Ms C, an advice worker, complained on behalf of her client (Mr A) about the care provided to him by the practice. Mr A had repeatedly reported his concerns about stomach problems and when he was referred to hospital specialists they diagnosed that he had a stomach ulcer. Mr A felt that there was a delay in referring him to the hospital specialists.

We took independent medical advice from a GP. We found that the practice had appropriately assessed Mr A's reported stomach problems over a period of years, provided appropriate medication and referred Mr A to hospital specialists when his symptoms failed to resolve. There was no delay in the referral to the hospital specialists, and while initially the hospital specialists had diagnosed a stomach ulcer, there were also thoughts that Mr A's symptoms were related to his other health conditions. We did not uphold the complaint.

  • Case ref:
    201800341
  • Date:
    December 2018
  • Body:
    Greater Glasgow and Clyde NHS Board - Acute Services Division
  • Sector:
    Health
  • Outcome:
    Some upheld, no recommendations
  • Subject:
    nurses / nursing care

Summary

Mrs C complained about the nursing care and treatment provided to her late brother (Mr A) at Queen Elizabeth University Hospital. Mrs C raised a wide range of issues including a failure to provide Mr A with adequate personal care and to properly identify and treat a pressure ulcer. Mrs C also said her mother had been required to provide Mr A with personal care, even though she was elderly and unfit to do so. The board said Mr A had requested nursing staff allow his family to provide personal care, and that staff had discussed this with Mr A and his mother. Mr A had suffered skin damage, but not a pressure ulcer and this had been treated appropriately.

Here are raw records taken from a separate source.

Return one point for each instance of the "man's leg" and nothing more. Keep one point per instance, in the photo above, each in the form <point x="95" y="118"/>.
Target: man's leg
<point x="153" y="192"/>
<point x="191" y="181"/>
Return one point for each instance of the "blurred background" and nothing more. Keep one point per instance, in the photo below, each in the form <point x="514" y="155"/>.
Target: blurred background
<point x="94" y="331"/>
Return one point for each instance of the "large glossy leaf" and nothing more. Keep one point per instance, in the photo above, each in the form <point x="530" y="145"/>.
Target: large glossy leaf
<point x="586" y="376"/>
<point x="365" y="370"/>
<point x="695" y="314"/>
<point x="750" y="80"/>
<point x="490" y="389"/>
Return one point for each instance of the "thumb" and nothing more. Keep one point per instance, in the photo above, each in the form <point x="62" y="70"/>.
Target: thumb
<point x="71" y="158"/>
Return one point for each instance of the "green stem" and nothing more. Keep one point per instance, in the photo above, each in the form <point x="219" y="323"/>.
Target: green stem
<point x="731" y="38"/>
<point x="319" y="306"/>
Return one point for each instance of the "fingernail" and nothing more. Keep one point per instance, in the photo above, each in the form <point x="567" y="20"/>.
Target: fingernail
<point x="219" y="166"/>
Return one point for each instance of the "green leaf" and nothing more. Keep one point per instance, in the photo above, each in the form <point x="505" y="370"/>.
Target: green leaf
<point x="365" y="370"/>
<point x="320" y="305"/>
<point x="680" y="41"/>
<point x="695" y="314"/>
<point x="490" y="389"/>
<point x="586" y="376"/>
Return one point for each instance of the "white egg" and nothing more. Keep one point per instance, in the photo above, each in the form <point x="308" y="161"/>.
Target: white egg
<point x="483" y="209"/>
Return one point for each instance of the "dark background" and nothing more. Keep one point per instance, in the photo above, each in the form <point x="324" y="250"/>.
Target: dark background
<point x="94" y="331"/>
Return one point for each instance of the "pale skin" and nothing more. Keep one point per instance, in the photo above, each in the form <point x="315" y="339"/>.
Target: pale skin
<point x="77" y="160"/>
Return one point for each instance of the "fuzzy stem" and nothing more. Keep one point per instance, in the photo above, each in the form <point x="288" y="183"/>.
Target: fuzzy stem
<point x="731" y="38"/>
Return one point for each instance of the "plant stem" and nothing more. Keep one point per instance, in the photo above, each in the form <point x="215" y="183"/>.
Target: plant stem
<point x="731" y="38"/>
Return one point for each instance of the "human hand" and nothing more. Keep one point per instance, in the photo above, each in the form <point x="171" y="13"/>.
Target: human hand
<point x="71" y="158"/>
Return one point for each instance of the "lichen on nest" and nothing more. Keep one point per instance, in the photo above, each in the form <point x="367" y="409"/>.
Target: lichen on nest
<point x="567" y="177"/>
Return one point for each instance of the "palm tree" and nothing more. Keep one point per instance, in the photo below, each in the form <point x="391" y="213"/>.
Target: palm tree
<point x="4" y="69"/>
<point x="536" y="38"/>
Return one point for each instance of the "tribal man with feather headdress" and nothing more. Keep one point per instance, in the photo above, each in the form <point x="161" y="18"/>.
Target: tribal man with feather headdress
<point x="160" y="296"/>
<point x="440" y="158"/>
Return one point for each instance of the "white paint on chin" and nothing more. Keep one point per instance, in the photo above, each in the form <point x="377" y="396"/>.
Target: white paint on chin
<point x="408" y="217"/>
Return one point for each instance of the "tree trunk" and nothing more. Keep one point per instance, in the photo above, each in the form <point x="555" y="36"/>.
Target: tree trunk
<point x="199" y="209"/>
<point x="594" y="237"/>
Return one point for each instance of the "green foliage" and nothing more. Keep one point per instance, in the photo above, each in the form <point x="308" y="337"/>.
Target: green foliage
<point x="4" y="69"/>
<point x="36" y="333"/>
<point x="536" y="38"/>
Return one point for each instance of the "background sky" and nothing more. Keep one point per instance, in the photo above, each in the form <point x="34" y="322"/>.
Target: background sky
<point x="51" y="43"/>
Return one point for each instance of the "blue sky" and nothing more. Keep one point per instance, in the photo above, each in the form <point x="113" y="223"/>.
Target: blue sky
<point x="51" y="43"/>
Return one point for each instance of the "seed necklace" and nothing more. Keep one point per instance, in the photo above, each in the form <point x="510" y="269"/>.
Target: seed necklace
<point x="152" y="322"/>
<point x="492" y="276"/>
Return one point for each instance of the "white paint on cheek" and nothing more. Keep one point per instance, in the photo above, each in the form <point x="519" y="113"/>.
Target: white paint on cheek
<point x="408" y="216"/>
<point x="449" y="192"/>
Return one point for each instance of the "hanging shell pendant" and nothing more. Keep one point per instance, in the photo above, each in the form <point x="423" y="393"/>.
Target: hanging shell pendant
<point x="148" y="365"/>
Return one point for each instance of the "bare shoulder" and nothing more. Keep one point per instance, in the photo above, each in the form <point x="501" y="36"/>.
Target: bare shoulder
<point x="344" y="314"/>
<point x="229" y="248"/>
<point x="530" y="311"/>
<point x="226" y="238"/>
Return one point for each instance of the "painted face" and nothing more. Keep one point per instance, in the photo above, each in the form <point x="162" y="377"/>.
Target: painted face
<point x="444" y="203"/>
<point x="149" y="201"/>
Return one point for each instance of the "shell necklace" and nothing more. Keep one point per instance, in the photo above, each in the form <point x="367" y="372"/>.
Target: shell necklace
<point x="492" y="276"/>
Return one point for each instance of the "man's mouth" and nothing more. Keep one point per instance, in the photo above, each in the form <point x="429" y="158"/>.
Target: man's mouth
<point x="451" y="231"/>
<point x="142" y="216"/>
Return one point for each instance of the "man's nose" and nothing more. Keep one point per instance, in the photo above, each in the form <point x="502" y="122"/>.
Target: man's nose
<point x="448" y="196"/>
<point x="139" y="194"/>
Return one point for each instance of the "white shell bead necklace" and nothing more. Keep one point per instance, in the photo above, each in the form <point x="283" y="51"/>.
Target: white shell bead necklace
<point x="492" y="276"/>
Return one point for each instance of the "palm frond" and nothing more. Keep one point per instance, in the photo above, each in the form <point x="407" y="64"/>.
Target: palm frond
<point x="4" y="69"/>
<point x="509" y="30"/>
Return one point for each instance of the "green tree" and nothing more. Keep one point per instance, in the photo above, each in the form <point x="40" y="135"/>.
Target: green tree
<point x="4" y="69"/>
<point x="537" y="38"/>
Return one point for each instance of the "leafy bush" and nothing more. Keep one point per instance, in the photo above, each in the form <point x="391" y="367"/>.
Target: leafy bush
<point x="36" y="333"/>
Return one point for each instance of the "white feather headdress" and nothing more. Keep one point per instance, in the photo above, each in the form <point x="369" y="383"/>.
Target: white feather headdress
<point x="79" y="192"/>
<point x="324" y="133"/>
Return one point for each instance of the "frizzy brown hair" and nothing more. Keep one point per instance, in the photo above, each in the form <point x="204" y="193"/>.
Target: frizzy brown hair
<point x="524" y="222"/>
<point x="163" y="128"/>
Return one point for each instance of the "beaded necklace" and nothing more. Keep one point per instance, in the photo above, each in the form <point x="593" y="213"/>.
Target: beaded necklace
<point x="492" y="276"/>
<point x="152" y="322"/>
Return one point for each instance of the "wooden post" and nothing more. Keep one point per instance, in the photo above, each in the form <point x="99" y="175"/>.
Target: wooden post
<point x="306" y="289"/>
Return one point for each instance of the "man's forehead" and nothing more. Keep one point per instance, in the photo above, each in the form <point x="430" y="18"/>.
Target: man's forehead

We took independent advice from a nurse. We noted that staff should have ensured that discussions about patient care were properly recorded and we provided feedback to the board. However, we found that the care provided to Mr  A was reasonable and we did not uphold this aspect of Mrs C's complaint.

Mrs C also complained that the board failed to handle her complaint reasonably. We found that there had been an excessive delay in responding to Mrs C's complaint correspondence, due to human error on the part of a member of staff. We upheld this aspect of Mrs C's complaint and provided feedback to the board.